This is an audience participation post, it just takes a few paragraphs to get there.
A few nights ago, I was watching one of the old film channels on cable, the ones that I find myself watching more and more, which I take as a sign of my impending decrepitude. It was dangerously close to my shutdown time, but I started in with 8 1/2 anyway, intending to watch Marcello Mastroianni channeling Fellini for a few scenes and then up to bed. But I kept saying one more scene one more scene, even as I hovered inches above unconsciousness, and then something marvelous would happen and I’d bolt awake, before settling back. It’s not Fellini’s dreamiest film, but I was close enough to the dreamstate myself to think about it in those terms.
I was in no condition to do anything analytical with the movie, which is just as well. Start fretting over the logic or the meaning or who that character represents in Fellini’s life (Mastroianni’s mistress in the movie is the spitting image of Fellini’s mistress, for example, according to Tullio Kezich’s biography of Fellini) and maybe its pure visual poetry starts to leak out.
But as the closing credits filled the screen, I started thinking about how much I liked 8 1/2. And I thought of three categories:
1. The movies that I thought were simply the best movie I’ve ever seen, for one reason or another.
2. The movies I considered my favorite movies.
3. The movies that have created the most positive havoc in my life.
Obviously, there’s some overlap, but my unofficial rankings are almost never the same over the three categories for any one movie. The exception would be 400 Blows, which is happily playing this week at the Clinton St. Theater. It would figure in the top three in all three categories as of this evening. (I am notoriously fickle and forgetful, which I would take as a sign of my impending decrepitude, except that I’ve always been that way.)
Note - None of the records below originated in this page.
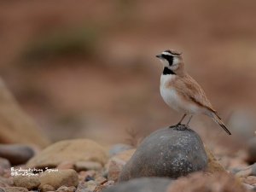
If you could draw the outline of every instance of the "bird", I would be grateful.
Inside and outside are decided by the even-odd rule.
[[[167,49],[156,57],[163,64],[160,84],[160,95],[169,107],[183,113],[180,121],[174,126],[181,125],[187,115],[189,115],[186,124],[189,125],[193,115],[205,114],[218,124],[227,134],[231,135],[217,111],[213,109],[203,89],[186,72],[182,53]]]

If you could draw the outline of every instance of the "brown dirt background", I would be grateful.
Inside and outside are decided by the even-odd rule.
[[[0,75],[52,141],[124,143],[127,130],[140,137],[181,117],[160,96],[154,57],[176,49],[228,122],[234,111],[255,113],[255,9],[253,0],[1,1]],[[84,31],[81,52],[73,38]],[[63,34],[74,45],[47,52]],[[206,117],[191,127],[208,143],[230,139]]]

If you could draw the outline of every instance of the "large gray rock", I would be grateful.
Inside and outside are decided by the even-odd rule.
[[[103,189],[102,192],[165,192],[172,181],[164,177],[135,178]]]
[[[119,181],[142,177],[177,178],[206,171],[207,156],[200,137],[185,125],[163,128],[147,137],[125,166]]]

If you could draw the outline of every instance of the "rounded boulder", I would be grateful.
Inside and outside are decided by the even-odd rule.
[[[167,127],[142,142],[119,181],[143,177],[177,178],[207,168],[207,155],[199,135],[185,125]]]

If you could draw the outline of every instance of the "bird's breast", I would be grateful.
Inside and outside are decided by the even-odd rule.
[[[183,101],[172,86],[175,79],[175,75],[162,75],[160,90],[165,102],[173,109],[180,111],[182,109]]]

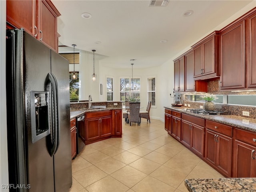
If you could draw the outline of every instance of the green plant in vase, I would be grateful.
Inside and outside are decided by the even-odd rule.
[[[215,103],[212,101],[218,99],[216,95],[212,94],[206,94],[202,97],[202,99],[206,102],[204,103],[204,108],[207,111],[213,111],[215,109]]]

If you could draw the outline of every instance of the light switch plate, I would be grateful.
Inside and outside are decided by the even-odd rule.
[[[243,111],[242,114],[244,116],[250,116],[250,114],[249,113],[249,112],[248,112],[248,111]]]

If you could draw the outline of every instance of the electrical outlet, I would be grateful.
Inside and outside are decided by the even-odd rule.
[[[248,111],[243,111],[242,114],[244,116],[249,116],[249,113]]]

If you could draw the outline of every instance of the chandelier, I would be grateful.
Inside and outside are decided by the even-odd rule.
[[[132,63],[132,79],[131,82],[126,84],[126,90],[140,90],[140,86],[136,82],[136,80],[133,78],[133,65]]]

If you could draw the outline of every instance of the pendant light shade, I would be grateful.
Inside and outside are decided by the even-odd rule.
[[[138,84],[136,83],[136,81],[133,79],[133,63],[132,65],[132,79],[131,82],[127,84],[126,85],[126,90],[140,90],[140,86]]]
[[[73,54],[73,59],[74,59],[74,71],[73,72],[73,75],[71,79],[73,80],[76,80],[77,79],[77,74],[75,72],[75,47],[76,46],[76,45],[73,44],[72,46],[74,47],[74,52]]]
[[[92,50],[93,52],[93,74],[92,75],[92,78],[93,81],[96,81],[97,80],[97,75],[94,74],[94,52],[96,50]]]

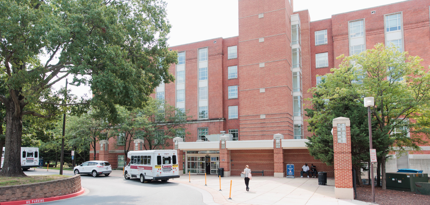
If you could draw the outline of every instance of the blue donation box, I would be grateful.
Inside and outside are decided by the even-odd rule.
[[[294,164],[287,164],[287,178],[294,178]]]

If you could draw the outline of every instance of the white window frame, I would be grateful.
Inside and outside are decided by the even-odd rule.
[[[237,58],[237,46],[233,45],[227,47],[227,52],[228,55],[228,59],[229,60]]]
[[[238,113],[237,106],[228,106],[228,119],[237,119]]]
[[[228,99],[233,99],[235,98],[237,98],[238,91],[238,90],[237,85],[232,85],[231,86],[228,86]]]

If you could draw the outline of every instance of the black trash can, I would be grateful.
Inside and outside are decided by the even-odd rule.
[[[327,185],[327,172],[318,172],[318,185]]]
[[[224,177],[224,168],[218,168],[218,176]]]

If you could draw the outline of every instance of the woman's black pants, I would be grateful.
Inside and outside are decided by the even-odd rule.
[[[249,178],[247,177],[245,178],[245,184],[246,185],[246,188],[248,189],[249,187],[248,187],[248,185],[249,184]]]

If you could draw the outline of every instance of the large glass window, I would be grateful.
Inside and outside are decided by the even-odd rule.
[[[350,37],[354,38],[364,36],[364,22],[363,20],[350,22]]]
[[[185,72],[184,70],[176,72],[176,83],[185,82]]]
[[[178,53],[178,64],[185,64],[185,52]]]
[[[315,31],[315,45],[327,43],[327,30]]]
[[[199,119],[207,119],[208,118],[208,106],[201,106],[199,107]]]
[[[228,66],[228,79],[237,78],[237,66]]]
[[[237,118],[237,106],[228,106],[228,119]]]
[[[199,61],[208,60],[208,48],[199,49]]]
[[[230,46],[227,48],[228,52],[228,59],[236,58],[237,57],[237,46]]]
[[[208,141],[205,135],[208,135],[208,128],[199,128],[199,139],[203,139],[205,141]]]
[[[385,29],[387,32],[394,31],[402,29],[400,14],[385,16]]]
[[[228,86],[228,98],[237,98],[237,86]]]
[[[231,134],[233,136],[231,138],[231,140],[233,141],[236,141],[239,140],[239,130],[237,129],[232,129],[228,130],[228,133]]]
[[[329,66],[329,53],[322,53],[315,54],[315,64],[317,68],[322,68]]]

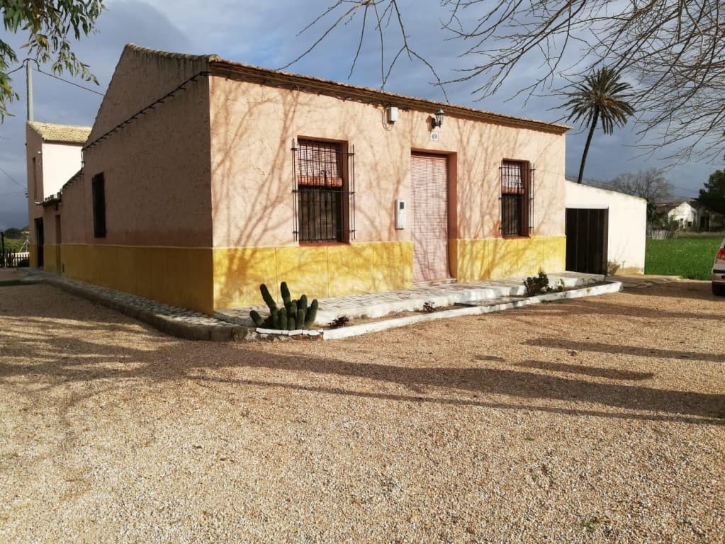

The third category — the movies that had created the most positive havoc in my life — is the hardest to crack. 8 1/2 has come too late into my consciousness, maybe, to crack the top 3 in that category. Fellini isn’t a bolt from the blue to me, which he might have been at one time, but wasn’t; he’s more a confirmation of thoughts, an extension of lines of thought, a softly sublime puzzlement. The third category is all about bolts from the blue or red eyes in the darkness or something.
So why is 400 Blows high on that list for me? I was 17 and visiting Williams College with a friend who desperately wanted to go there (I already knew I was headed somewhere else, but went with him so I could miss a stultifying day or two of high school). One night during the visit we went to a film class, and the professor screened the movie for his students — I remember lots of turtleneck sweaters. So, I was away from home, in a strange and charged environment, watching my first subtitled movie, and it just happened to be this intensely real family drama about a “normal” kid and his “normal” family, and it all started spinning out of control for the kid, headed toward some conclusion that I feared more with every minute. I didn’t know you were allowed to make a movie like this. I was furious that no one had ever shown it to me before (the same feeling I had later when I first read Their Eyes Were Watching God). I couldn’t keep my mouth shut when the discussion period started, and even though it was January and freezing in Williamstown, Mass., my brain was on fire when I left. I wanted to know how to talk about things like this (I still do!).
And that’s how you get on that list. So what would be my top 3 movies in this category?
1. 400 Blows
2. From Russia with Love: Right on the edge of puberty, I got a blast of adult sexuality combined with some spectacular violence (for those days), a few bad puns, a fight to the death (or “to the pain”) between two gypsy women and some Cold War politics all rolled into one. My circuits overloaded big-time.
3. Blade Runner: Welcome to my brainpan Philip K. Dick, just in the nick of time to save me from death by lack of imagination.
That third slot is the one that changes with the tides of memory the most. Sometimes, I think that Blade Runner is just one of my favorites, not really a “havoc” movie. Then I’m tempted to toss Dr. Zhivago in there, because, well, Julie Christie and the sweep of it all and the music (and again I was at an impressionable age). Or maybe Raise the Red Lantern. Or possibly She’s Gotta Have It. I could go on…
… but I won’t because that’s not the point! The point is, I want to know YOUR “top three movies that have created the most positive havoc in my life.” Want to play?